In the spring of 1852 James Addison Bushnell left his young wife and baby son in Illinois to cross the plains to Oregon, he traveled on to California to seek his fortune in the gold fields. He did fairly well and wrote to his wife and mother to come to Oregon.The mail service was very uncertain and not having heard from his family he took his $400 and started home via the Isthmus of Panama. When he reached Illinois, he learned that his wife, his infant son Charles Alvah, his mother, sister and brothers were already on the trail to Oregon, James at once went to New York and caught a steamer for Panama, crossed the Isthmus, took another steamer to San Francisco, transferred there to a steamer for Oregon City, and at last reached Mahlon Harlow's home at the Forks of the Willamette in Lane County, Oregon, with no money at all.

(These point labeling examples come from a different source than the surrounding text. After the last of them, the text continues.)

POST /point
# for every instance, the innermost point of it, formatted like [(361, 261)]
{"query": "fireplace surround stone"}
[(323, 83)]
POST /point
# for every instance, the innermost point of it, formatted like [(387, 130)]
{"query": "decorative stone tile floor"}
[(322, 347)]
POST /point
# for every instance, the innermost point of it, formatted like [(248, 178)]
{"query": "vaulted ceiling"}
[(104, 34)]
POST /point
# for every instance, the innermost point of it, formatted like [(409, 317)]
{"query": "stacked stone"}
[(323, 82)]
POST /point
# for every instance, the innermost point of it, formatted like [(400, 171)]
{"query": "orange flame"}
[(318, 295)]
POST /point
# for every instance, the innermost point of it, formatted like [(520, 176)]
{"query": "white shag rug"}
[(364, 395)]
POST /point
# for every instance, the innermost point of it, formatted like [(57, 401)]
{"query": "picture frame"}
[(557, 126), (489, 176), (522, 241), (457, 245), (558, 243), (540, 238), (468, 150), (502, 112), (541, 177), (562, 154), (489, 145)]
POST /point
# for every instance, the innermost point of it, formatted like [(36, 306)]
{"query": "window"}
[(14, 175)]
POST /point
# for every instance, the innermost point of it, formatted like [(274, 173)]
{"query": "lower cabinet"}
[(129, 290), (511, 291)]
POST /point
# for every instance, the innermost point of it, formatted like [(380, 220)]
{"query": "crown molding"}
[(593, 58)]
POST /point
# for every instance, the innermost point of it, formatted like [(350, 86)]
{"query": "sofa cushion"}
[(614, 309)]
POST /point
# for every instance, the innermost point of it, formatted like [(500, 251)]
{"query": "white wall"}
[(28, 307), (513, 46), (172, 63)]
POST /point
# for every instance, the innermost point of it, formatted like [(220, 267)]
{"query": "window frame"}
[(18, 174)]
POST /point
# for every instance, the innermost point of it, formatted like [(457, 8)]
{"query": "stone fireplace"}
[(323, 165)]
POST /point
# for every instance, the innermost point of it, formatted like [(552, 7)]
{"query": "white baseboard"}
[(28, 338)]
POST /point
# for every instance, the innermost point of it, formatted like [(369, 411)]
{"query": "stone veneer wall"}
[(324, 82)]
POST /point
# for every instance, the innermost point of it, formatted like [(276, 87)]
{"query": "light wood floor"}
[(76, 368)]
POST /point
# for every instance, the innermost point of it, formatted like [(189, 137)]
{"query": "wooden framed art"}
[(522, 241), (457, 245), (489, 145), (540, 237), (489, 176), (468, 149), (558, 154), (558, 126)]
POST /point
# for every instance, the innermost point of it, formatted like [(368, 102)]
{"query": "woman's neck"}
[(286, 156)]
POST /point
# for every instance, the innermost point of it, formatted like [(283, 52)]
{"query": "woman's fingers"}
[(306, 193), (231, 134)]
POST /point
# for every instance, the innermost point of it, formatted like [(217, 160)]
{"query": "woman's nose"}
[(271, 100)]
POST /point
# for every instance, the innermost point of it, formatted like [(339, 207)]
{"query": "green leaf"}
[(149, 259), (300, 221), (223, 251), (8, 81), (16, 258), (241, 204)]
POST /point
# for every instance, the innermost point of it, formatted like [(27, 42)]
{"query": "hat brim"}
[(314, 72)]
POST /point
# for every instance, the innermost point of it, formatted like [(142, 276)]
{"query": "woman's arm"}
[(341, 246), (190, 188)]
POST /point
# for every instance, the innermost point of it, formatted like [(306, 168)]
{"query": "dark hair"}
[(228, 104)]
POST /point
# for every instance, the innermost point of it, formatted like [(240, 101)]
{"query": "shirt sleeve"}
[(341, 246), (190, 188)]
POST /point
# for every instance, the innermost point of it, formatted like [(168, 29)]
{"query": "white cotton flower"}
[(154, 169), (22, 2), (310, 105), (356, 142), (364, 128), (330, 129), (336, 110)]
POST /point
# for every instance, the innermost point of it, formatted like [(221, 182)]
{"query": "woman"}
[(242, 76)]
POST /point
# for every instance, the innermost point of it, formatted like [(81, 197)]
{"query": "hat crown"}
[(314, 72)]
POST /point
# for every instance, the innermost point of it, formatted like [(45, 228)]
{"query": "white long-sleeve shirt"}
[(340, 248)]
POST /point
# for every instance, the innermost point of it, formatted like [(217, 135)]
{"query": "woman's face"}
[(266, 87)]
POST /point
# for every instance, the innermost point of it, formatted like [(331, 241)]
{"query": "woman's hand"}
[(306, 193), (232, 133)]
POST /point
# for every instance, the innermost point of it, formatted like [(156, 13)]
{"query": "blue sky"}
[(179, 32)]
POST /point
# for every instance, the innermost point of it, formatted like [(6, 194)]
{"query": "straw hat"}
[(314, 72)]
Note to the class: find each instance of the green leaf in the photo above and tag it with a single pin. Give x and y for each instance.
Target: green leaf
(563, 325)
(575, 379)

He found his wife and small son at the home of Isaac Briggs who lived in what is now Springfield, Oregon He took up a claim near Irving and later bought the Judkins claim near Eugene.

James Addison Bushnell was born July 27, 1826 near Fredonia, Chatauqua County, New York, son of Denial Edwin and Ursula (Pratt) Bushnell, daughter or Osias Pratt, a sea captain. Both parents were of Puritan ancestry. He was the seventh son of a family of ten children. His father moved soon after his birth to Monroe, Ashtabula County, Ohio. This part or the country was called the Western Reserve.

James attended his first school at Monroe, Ohio, but when he was about ten years old the family moved to Conneant, where they remained a year. Then, seeking a warmer climate, since Mr. Bushnell suffered from rheumatism, they moved to Canton, Stark County, Ohio, where they wintered, then moved on to Harrison County, where Mr. Bushnell bought a mill. However, he sold it in l841 and moved to the small town of Franklin, where he intended to take up his trade of cooper. He died there in 1842 leaving his wife with ten children.

At the time of his father's death, James was about 16 years old. He went to work at once as a cooper. In June 1844 the family moved to Kirksville, Missouri. James worked at Hannibal, Missouri making barrels and saved enough money to buy 80 acres of land in Adair County. In September 1849 he married Elizabeth C. Adkins and built a home on his land. His first son, Charles Alvah, was born there March 26, 1851.

Elizabeth Adkins Bushnell died in 1868 and he married, on April 2, 1870, Mrs. Sarah (Ferrill) Powell Page, who although only 24 years old had been widowed twice, She had come to Oregon in The Lost Wagon Train of 1853 with relatives. This is the same wagon train in which James' first wife, his mother and others of his family had traveled.

James Addison Bushnell was one of the founders of the Eugene Divinity School (Northwest Christian College) and was until his death president of its board of regents.